Depending on the type of the attribute the GUI element is either a string field (types string, integer, real, date and time), a check-mark button (type Boolean), a cycle button or a set of radio buttons (type choice), an editor field (type memo), a pop-up list-view (type reference), a text, check-mark, or list-view field (type virtual) or a text or image button (type button). In some cases the GUI element may also be a simple text field if the attribute object is set to read-only.
5.9.5 Text Objects
Text objects are used for describing the various field elements of a record mask or just to display some static text.
Images can be displayed anywhere in a window. An image can be a pattern, a simple color field, or a pictures in an external file. The image size can be resize-able or fixed.
The image is static. For storing images in a table you use a string attribute (see String type).
5.9.7 Space Objects
Space objects are used to insert space in the layout of a window or a table mask. A space object can have a vertical (or horizontal) bar for delimiting other GUI elements.
GUI elements can be grouped into horizontal or vertical groups. A group places its children from left to right (horizontal group) or from top to bottom (vertical group).

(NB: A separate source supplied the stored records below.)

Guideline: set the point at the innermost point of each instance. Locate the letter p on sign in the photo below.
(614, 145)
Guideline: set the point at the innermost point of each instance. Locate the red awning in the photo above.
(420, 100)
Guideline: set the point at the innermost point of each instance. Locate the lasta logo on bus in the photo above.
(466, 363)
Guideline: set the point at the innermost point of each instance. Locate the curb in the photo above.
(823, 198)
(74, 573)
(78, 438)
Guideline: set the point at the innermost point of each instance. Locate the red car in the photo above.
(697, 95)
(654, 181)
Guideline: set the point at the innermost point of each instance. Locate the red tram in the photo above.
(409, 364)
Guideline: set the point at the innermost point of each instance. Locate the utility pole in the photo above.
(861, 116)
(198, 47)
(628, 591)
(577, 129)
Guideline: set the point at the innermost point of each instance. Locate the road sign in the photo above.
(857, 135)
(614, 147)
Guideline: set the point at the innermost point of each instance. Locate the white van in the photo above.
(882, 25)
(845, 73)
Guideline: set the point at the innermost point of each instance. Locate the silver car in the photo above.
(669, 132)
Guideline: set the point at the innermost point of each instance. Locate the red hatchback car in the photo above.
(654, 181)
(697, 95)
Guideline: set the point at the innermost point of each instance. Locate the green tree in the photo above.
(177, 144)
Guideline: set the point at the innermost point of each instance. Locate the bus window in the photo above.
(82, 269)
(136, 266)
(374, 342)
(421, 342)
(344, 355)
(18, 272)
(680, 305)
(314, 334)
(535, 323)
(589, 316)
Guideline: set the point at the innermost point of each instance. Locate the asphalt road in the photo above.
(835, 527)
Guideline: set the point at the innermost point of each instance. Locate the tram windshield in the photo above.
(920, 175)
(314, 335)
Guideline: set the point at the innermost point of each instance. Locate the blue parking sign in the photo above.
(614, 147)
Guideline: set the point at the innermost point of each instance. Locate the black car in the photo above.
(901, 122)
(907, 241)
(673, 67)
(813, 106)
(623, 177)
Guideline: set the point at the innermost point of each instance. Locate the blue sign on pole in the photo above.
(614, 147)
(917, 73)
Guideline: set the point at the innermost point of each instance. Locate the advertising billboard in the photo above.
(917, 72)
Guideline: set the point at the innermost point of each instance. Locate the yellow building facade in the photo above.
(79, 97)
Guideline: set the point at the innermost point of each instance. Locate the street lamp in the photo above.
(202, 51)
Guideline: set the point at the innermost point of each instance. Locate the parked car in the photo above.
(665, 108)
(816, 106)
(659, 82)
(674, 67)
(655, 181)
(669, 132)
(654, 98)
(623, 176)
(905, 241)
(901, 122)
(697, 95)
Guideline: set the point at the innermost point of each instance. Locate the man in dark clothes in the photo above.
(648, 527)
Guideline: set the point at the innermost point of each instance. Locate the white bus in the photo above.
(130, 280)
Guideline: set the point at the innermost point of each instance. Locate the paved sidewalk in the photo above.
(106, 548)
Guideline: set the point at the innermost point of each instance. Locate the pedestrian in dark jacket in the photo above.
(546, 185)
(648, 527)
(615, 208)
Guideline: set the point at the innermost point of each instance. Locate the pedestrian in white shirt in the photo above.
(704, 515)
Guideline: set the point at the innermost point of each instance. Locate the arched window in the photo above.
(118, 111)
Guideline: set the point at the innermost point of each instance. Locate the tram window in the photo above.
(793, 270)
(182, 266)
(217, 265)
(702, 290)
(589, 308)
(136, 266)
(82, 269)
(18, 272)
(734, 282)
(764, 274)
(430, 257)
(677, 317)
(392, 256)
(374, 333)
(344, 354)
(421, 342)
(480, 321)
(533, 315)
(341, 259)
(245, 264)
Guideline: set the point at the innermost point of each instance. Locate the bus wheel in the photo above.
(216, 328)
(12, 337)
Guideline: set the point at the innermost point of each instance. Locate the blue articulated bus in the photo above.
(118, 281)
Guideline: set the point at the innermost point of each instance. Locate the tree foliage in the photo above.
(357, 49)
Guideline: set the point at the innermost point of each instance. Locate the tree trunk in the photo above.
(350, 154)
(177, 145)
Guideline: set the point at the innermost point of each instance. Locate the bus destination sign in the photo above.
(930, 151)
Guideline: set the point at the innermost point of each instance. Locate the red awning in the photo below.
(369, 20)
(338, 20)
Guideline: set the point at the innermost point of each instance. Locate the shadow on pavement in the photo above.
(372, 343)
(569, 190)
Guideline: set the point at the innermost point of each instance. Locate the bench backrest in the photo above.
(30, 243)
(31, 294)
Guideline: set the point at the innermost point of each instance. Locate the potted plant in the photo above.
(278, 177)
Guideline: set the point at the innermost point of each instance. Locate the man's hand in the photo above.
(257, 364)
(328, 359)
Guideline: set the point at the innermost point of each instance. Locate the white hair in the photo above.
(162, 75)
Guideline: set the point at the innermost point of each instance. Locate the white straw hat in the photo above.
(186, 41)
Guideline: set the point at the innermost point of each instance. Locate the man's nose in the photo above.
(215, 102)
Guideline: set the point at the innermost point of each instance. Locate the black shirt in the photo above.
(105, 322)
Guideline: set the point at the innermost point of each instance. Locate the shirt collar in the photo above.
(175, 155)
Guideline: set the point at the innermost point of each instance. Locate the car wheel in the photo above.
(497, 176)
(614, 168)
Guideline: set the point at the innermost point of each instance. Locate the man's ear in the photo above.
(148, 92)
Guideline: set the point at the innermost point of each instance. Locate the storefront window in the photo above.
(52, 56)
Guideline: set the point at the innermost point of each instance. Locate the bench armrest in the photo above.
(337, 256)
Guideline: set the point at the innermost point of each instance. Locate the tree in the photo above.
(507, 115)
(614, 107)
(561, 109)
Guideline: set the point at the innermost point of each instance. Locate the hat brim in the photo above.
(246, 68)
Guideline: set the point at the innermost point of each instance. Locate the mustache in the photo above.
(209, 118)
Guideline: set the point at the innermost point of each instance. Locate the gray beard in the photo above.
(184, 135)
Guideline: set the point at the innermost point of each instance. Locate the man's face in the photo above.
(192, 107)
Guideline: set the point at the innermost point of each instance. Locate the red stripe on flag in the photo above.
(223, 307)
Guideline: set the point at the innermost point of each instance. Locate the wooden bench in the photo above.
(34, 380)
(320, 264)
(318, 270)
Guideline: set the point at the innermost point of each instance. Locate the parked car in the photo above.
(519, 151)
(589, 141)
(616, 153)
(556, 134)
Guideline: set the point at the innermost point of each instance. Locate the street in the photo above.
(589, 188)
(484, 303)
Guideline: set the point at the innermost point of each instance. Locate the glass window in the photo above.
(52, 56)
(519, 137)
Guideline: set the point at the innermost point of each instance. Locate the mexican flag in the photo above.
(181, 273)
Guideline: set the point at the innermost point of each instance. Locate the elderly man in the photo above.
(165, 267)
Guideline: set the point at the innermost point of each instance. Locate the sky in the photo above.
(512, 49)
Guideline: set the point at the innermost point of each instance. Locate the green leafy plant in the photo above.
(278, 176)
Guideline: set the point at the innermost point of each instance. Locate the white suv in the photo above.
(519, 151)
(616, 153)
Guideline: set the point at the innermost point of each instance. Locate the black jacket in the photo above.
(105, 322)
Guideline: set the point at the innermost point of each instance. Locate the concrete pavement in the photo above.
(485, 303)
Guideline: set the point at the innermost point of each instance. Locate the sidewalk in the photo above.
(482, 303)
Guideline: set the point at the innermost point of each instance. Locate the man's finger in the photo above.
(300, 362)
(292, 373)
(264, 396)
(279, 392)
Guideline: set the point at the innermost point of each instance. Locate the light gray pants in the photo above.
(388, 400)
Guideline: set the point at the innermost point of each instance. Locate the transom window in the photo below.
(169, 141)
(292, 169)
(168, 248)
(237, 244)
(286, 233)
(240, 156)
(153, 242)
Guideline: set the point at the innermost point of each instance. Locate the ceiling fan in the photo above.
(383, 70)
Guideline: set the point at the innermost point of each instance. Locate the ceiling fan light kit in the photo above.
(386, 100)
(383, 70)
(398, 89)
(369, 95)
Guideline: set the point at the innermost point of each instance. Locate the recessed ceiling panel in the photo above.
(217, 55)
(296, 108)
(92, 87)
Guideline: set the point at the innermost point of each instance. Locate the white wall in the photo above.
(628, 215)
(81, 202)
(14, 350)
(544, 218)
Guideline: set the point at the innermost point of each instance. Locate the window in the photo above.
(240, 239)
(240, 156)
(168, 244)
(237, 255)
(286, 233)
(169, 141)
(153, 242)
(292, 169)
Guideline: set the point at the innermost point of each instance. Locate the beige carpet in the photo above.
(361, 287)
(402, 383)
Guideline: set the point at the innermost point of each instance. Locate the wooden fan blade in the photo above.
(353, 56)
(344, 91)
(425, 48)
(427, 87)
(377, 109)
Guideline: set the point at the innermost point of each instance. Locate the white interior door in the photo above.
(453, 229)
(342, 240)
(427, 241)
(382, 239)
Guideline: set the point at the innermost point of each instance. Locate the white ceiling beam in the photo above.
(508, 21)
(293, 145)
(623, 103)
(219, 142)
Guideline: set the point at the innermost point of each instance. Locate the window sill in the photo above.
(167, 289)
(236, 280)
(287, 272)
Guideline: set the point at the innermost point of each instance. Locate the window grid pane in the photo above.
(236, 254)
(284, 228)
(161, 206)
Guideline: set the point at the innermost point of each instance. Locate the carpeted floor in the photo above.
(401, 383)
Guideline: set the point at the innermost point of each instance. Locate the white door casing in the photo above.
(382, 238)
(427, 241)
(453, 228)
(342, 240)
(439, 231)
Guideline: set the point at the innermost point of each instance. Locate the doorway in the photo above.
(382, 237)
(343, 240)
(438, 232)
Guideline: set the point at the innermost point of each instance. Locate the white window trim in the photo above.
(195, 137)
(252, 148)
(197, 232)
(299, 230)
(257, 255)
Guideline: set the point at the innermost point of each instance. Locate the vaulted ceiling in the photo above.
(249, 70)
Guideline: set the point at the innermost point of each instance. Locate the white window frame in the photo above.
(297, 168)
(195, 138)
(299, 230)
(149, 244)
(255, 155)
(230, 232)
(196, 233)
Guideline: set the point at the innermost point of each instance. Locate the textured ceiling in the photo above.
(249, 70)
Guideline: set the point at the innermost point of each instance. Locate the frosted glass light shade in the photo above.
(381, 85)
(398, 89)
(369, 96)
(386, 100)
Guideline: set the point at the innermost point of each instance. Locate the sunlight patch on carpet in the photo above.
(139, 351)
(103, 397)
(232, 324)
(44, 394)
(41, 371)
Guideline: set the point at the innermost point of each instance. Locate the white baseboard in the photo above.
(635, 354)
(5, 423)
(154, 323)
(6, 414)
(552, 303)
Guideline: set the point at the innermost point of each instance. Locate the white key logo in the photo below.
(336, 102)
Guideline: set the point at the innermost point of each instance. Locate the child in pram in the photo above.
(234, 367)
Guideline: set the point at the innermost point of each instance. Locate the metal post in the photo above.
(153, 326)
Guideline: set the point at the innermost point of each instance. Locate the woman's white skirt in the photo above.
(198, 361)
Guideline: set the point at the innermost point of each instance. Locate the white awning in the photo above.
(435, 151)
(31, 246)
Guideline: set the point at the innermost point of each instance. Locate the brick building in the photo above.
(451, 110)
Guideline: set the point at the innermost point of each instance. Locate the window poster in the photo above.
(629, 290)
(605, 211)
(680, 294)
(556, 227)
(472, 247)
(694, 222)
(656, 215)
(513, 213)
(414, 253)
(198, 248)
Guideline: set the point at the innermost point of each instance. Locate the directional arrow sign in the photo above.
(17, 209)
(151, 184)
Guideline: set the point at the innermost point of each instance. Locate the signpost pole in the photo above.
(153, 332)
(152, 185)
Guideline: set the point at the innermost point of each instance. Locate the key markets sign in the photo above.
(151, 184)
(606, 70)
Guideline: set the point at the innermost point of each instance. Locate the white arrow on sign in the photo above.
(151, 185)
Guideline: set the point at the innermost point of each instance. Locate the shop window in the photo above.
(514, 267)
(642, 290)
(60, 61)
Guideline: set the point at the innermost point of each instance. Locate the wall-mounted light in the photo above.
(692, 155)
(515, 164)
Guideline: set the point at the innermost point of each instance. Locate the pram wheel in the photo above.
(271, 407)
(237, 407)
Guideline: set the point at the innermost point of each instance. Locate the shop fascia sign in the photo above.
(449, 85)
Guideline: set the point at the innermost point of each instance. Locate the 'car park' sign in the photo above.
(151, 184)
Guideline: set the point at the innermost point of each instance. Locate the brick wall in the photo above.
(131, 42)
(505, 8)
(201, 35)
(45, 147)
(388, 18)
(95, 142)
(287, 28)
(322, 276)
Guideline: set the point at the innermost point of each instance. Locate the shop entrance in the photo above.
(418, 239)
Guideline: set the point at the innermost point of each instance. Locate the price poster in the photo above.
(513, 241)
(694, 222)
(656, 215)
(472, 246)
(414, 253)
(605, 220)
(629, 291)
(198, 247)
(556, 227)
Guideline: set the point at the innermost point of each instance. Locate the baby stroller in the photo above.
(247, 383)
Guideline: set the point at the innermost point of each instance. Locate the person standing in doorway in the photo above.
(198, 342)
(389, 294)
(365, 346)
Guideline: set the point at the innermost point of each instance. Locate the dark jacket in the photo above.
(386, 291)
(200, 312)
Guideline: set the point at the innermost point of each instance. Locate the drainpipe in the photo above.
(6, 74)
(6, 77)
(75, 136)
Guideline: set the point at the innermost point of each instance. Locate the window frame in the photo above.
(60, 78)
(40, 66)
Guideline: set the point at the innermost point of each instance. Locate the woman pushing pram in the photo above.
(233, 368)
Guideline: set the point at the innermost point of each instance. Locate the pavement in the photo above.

A group can surround its child objects with a rectangular frame, can display an optional title at the top of the group, and can insert space between its child objects.
5.9.9 Balance Objects
Balance objects can be placed between other child objects of a window, mask, or group object. A balance object allows the user to control the weight values of the other child objects and therefore how much space each child gets.
5.9.10 Register Groups
A register group can be used to layout GUI elements into several pages where only one page is visible at a time. This is useful if the user interface becomes too large and you don't want to spread it over several windows.